Practicing Gratitude
Gratitude: The quality of being thankful; readiness to show appreciation for and to return kindness.
The practice of gratitude can have a profound impact on our mental health. Through the practice of gratitude people see improvements in their mood, appear more optimistic, and science even shows that it changes our brain.
Being grateful means taking the time to notice the positive things in our life instead of ruminating on the negative things. Sometimes people struggle to identify things they are grateful for because they are looking for big, life-changing, or wow factor things. However, gratitude is about identifying the small positive things that we take for granted. The practice of gratitude is a skill and takes time to learn. If your mind is used to identifying the negative things, it will take time to strengthen your gratitude skills.

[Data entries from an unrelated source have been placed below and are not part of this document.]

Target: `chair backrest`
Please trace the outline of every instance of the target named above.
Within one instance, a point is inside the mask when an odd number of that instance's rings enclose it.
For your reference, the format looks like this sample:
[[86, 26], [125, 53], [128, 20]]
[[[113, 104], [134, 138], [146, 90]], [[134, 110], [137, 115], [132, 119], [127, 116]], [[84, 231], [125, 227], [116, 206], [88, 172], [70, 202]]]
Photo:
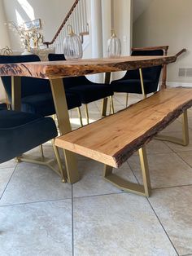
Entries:
[[[36, 62], [40, 61], [37, 55], [0, 55], [1, 64]], [[2, 84], [11, 102], [11, 77], [2, 77]], [[46, 79], [22, 77], [21, 78], [21, 98], [37, 95], [40, 93], [51, 92], [50, 82]]]
[[[48, 60], [50, 61], [56, 61], [56, 60], [66, 60], [63, 54], [56, 54], [56, 53], [50, 53], [48, 55]], [[63, 83], [66, 88], [69, 88], [72, 86], [76, 86], [78, 85], [85, 85], [92, 83], [89, 80], [86, 78], [85, 76], [81, 77], [72, 77], [63, 78]]]
[[[147, 55], [164, 55], [163, 50], [142, 50], [142, 51], [133, 51], [132, 56], [147, 56]], [[142, 76], [143, 79], [149, 79], [152, 82], [159, 82], [160, 77], [162, 66], [155, 66], [142, 68]], [[139, 71], [136, 70], [129, 70], [126, 73], [124, 78], [129, 79], [140, 79]]]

Here are some prompts to help you strengthen your gratitude skills:
Amazing people/pets you are grateful for
Ex: I am grateful for my dog who cheers me up
Personal skills or talents you are grateful to have
Ex. I am grateful for my creativity
Aspects of your physical body that you appreciate
Ex. I am grateful for being strong
Things about your home or where you live that you’re grateful for
Ex. I am grateful for my peaceful backyard
Small things that happened today that you’re grateful for
Ex. I am grateful for a nice conversation with someone
Things you have that others might not have
Ex. I am grateful to have a car
Aspects of your work that you are grateful for
Ex. I am grateful to have a job
Activities that you got to engage in
Ex. I am grateful for time with my friends
Ways to practice gratitude:
Keep a gratitude journal to write three things you’re grateful for at the end of each day.
Make it a family ritual. Share three things you’re grateful for with your family at dinner or bedtime.
Set a reminder on your phone to prompt you during the day to identify something you’re grateful for.